Dealing with Digital Infidelity
What are the warning signs and how can you avoid becoming a virtual cuckold?
The Usual Suspects
It starts out innocently enough: a friendly SMS or perhaps a light-hearted group email message. Something about the content or the author captures your attention, and you respond to the message in kind.
Before long, your communication has left the realm of the necessary: the language has become more informal, the content has become more personal, sometimes flirtatious or even explicit, and the frequency of your communications has become intense, even obsessive.
These are all the hallmarks of technology-enabled infidelity, albeit in its early stages. And while the odd email, cheeky SMS or smile-inducing IM session are generally nothing to worry about, add a rocky relationship, a partner with a history of cheating or a simmering sexual addiction and your relationship may be headed for some unhappy times.
For Phil, a seemingly innocent email flirtation with a work colleague ended his marriage.
“I was flirting very heavily with this girl at work, but there was honestly nothing to it sexually. I just liked her sense of humor, and it was great to have a friendly diversion in the office. Someone to play mind and word games with all day took some of the pressure off.”
Sounds innocent enough, but Phil had been guilty of infidelity in the past. He’d confessed to his then girlfriend (now ex-wife) and she’d forgiven him. And while Phil was well aware of the warning signs, he had convinced himself that this was a ‘safe’ and ‘harmless’ way to indulge himself in the thrill of an illicit affair without damaging his relationship with his partner. Or so he thought.
One sleepy morning, Phil typed out a flirtatious and, he now admits, somewhat salacious email message to his co-worker and hit send, making what he concedes now as the biggest mistake of his life.
“I could see as the message evaporated from my screen that I’d emailed it to my wife by mistake.”
As Phil discovered, an ill-addressed, inappropriate or condemning email message or SMS has little chance of being retrieved, unread, from the Inbox of an unintended recipient.
Why Do We Do It?
The fast-paced environment of SMS, IM and email causes us humans to veer into behavior that is sometimes inappropriate — and sometimes immoral. We become seduced by the instant gratification that comes from having exciting, rapid-fire dialogues with faceless partners. We hit send or reply long before our faculty of reason — and our conscience — has had a chance to process things.

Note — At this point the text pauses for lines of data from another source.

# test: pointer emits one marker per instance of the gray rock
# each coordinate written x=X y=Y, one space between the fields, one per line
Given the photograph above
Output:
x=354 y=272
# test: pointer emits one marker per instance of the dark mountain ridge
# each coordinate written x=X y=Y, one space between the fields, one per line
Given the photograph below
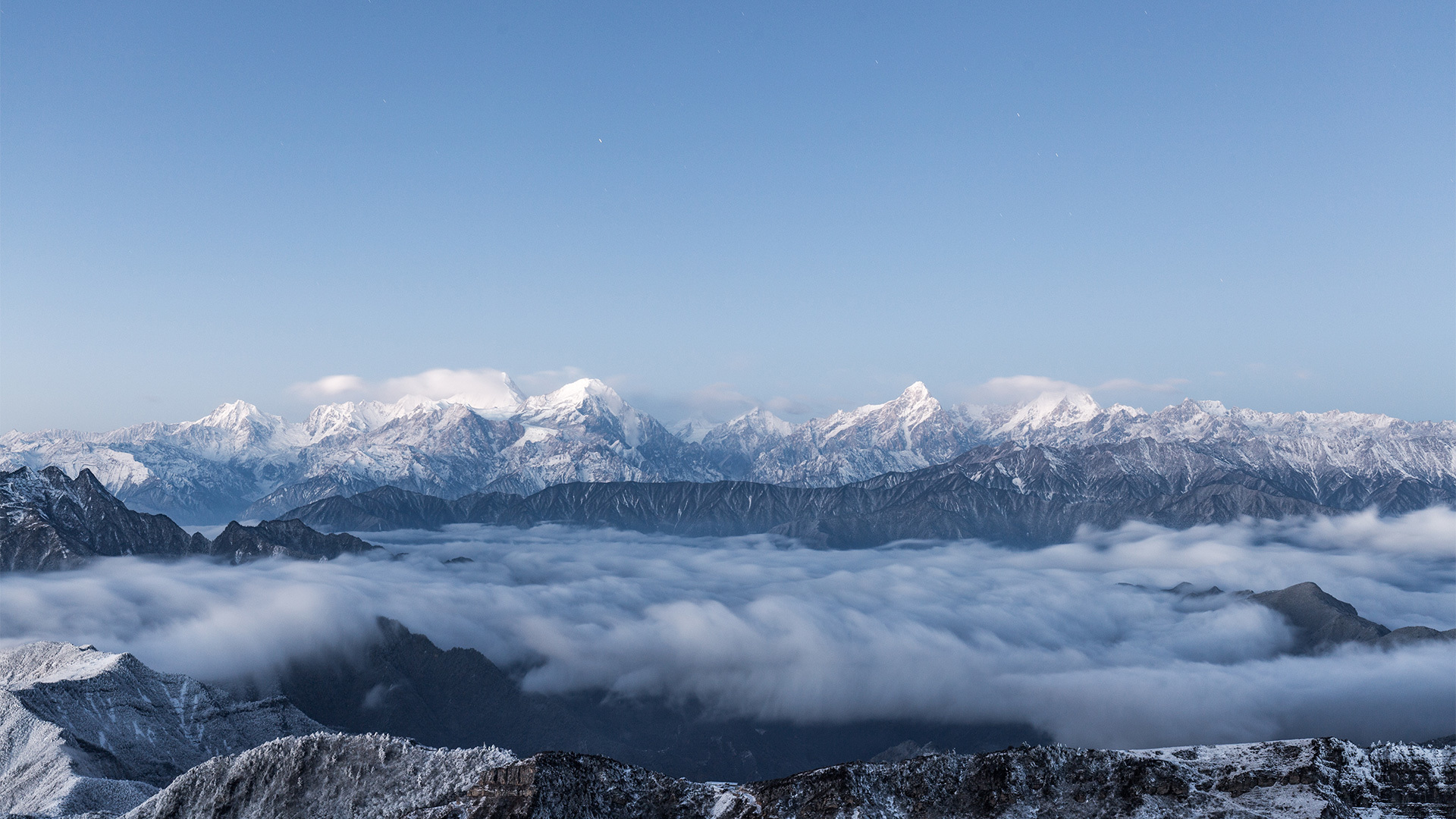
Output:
x=50 y=521
x=1011 y=493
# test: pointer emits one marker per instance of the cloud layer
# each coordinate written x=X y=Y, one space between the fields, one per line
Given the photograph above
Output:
x=759 y=627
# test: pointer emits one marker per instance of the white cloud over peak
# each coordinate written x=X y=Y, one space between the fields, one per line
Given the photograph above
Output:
x=1018 y=390
x=478 y=388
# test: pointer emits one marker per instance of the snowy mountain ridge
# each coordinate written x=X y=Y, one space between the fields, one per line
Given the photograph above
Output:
x=88 y=730
x=239 y=461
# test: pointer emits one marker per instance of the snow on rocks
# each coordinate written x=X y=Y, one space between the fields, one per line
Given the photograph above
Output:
x=86 y=730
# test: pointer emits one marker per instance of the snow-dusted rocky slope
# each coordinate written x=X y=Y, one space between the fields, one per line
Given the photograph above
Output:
x=88 y=730
x=375 y=776
x=52 y=521
x=243 y=463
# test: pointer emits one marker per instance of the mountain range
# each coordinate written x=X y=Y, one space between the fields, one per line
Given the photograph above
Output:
x=92 y=735
x=240 y=463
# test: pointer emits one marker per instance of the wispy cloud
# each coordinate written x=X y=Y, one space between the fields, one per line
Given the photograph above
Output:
x=1015 y=390
x=479 y=388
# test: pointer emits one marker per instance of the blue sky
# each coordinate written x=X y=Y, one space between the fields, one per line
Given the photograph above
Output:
x=807 y=203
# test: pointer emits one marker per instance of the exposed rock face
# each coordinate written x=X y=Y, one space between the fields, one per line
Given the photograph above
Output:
x=372 y=776
x=49 y=521
x=239 y=463
x=1015 y=494
x=281 y=538
x=88 y=730
x=406 y=687
x=1321 y=620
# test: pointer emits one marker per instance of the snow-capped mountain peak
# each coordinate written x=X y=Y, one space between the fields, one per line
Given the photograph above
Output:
x=237 y=416
x=762 y=422
x=497 y=397
x=1052 y=410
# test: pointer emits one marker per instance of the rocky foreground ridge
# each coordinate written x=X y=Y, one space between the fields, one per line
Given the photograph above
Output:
x=242 y=463
x=373 y=776
x=91 y=735
x=50 y=521
x=88 y=730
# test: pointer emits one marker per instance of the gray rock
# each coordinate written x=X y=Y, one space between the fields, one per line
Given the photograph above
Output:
x=369 y=777
x=1320 y=620
x=83 y=730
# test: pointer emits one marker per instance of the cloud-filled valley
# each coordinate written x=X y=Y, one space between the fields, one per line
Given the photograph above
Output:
x=1075 y=639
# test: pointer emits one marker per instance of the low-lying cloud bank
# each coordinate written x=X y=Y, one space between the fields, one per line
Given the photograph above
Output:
x=759 y=627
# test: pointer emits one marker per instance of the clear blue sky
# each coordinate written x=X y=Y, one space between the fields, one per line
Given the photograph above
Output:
x=202 y=202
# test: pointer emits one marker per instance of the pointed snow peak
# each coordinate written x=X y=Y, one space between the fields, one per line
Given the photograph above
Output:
x=237 y=414
x=1213 y=407
x=582 y=390
x=916 y=392
x=491 y=395
x=1052 y=410
x=693 y=428
x=762 y=422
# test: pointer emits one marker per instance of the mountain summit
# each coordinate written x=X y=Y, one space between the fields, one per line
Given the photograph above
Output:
x=240 y=463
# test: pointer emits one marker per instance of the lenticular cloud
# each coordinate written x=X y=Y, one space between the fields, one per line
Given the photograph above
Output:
x=1074 y=639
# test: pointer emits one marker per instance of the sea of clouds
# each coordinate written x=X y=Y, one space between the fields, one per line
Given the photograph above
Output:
x=1076 y=639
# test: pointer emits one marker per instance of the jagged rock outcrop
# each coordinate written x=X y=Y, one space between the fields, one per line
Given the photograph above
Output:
x=376 y=777
x=89 y=730
x=281 y=538
x=1320 y=620
x=325 y=776
x=50 y=521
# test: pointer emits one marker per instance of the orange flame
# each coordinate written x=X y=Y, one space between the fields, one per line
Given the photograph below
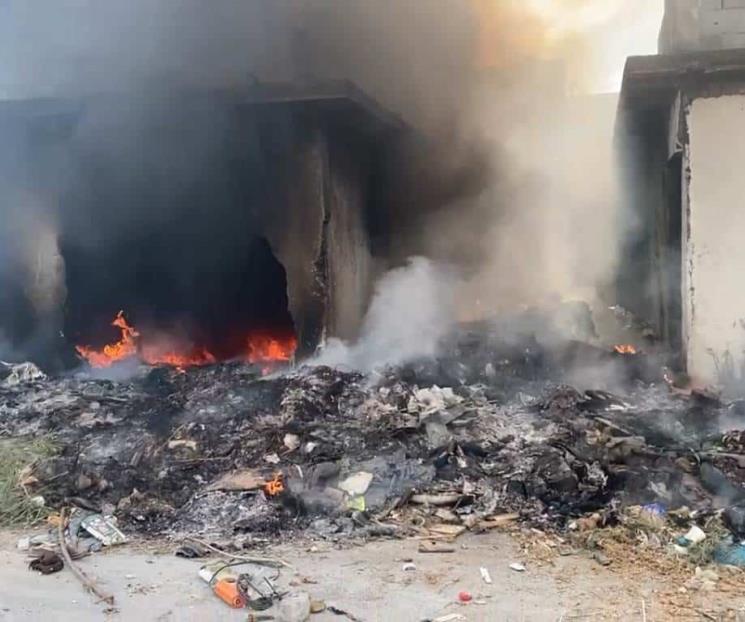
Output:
x=258 y=348
x=122 y=349
x=625 y=349
x=265 y=349
x=274 y=486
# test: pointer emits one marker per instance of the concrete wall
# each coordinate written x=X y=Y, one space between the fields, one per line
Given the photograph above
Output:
x=713 y=242
x=350 y=265
x=692 y=25
x=321 y=237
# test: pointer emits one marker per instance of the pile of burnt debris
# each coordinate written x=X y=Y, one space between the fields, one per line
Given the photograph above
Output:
x=466 y=440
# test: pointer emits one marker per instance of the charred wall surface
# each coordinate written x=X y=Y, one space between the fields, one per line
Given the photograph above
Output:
x=199 y=213
x=679 y=124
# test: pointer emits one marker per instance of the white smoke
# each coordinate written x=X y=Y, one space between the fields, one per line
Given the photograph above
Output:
x=411 y=311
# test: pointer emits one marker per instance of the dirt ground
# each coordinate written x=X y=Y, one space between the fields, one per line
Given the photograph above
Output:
x=367 y=581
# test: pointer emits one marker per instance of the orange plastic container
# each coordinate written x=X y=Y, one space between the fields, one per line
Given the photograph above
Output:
x=227 y=591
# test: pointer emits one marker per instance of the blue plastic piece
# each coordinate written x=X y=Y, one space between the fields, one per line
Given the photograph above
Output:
x=656 y=509
x=730 y=555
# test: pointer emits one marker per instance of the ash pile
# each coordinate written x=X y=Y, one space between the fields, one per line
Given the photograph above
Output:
x=466 y=440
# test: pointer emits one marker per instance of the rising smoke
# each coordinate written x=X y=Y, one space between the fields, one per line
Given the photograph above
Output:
x=517 y=192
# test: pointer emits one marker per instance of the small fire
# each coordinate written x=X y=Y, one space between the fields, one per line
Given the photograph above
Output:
x=122 y=349
x=275 y=485
x=257 y=348
x=265 y=349
x=625 y=349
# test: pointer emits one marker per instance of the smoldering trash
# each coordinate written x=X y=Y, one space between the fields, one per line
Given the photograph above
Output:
x=480 y=436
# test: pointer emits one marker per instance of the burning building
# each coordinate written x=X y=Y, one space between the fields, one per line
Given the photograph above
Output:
x=682 y=127
x=205 y=225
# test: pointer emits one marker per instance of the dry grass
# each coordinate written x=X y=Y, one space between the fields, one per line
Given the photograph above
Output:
x=17 y=458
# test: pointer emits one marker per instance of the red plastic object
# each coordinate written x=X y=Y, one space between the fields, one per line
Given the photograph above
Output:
x=227 y=591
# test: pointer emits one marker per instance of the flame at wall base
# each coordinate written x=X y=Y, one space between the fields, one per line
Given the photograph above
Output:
x=258 y=347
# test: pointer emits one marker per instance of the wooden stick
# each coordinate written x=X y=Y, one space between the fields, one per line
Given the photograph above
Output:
x=265 y=561
x=87 y=582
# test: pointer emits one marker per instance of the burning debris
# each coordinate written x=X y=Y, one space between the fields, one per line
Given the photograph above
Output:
x=220 y=449
x=259 y=348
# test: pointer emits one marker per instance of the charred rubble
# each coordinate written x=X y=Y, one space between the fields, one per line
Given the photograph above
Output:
x=484 y=430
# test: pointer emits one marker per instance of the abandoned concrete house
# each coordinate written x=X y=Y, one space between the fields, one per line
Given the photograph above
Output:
x=222 y=212
x=681 y=127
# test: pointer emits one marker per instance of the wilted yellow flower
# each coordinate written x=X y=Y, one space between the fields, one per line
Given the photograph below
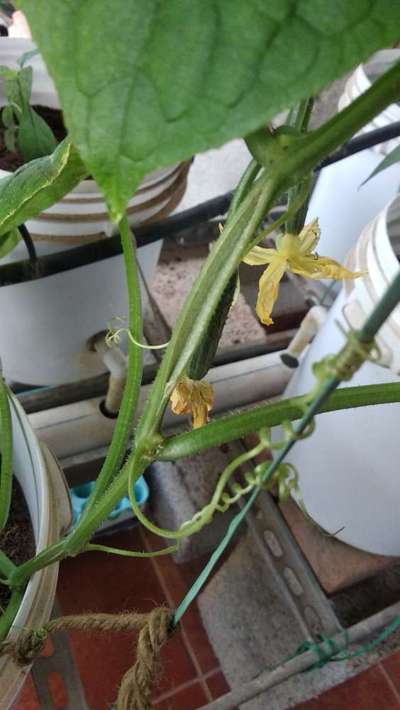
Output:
x=293 y=253
x=195 y=397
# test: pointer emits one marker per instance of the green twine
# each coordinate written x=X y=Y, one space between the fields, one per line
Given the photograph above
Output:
x=328 y=650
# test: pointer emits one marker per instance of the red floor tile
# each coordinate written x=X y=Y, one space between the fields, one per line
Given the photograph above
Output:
x=187 y=699
x=108 y=583
x=367 y=691
x=177 y=580
x=217 y=685
x=28 y=698
x=392 y=667
x=57 y=690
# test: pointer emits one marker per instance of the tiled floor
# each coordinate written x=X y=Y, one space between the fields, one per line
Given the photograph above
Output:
x=192 y=676
x=108 y=583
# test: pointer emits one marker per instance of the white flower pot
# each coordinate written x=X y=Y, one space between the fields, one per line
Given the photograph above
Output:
x=349 y=467
x=340 y=201
x=49 y=322
x=48 y=502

Gratification is swift, and heralded by the beep of an SMS message received, or the ping of an incoming email alert. All very instant. Very addictive. And potentially very dangerous to your relationship.
How Can I Stop?
Before you hit reply to that saucy SMS from a friend of a friend or that juicy email from the hot guy who works on the 2nd floor, stop and consider what you are really about to say. Review the contents of your message. Would you be happy to say these words out loud in front of others such as friends or workmates? How would it look if your partner happened across this message? How would you feel?
Your response to these questions should inform you of whether or not you have crossed the line and dipped your toe into the murky waters of infidelity.
If you find yourself becoming less interested in your partner, less patient, less passionate, and you also find yourself becoming more involved with a phantom partner, flirting via SMS, IM or email well into the night, there’s a good chance something is not right in your relationship.
You owe it to yourself and your partner to unearth what’s motivating you to act this way. Do you secretly hope to get caught? Do you love the thrill of the chase? Has your relationship with your partner bottomed out? Whatever the underlying issue, it needs to be addressed — before someone gets hurt.
SMS, IM and email are not the tools of the devil. In fact, many of us use them in our day-to-day lives without them having a serious impact on the health of our personal relationships. But for some, the lure of instant gratification, illicit communications, and a risk-free, non-physical affair can prove too tempting to resist.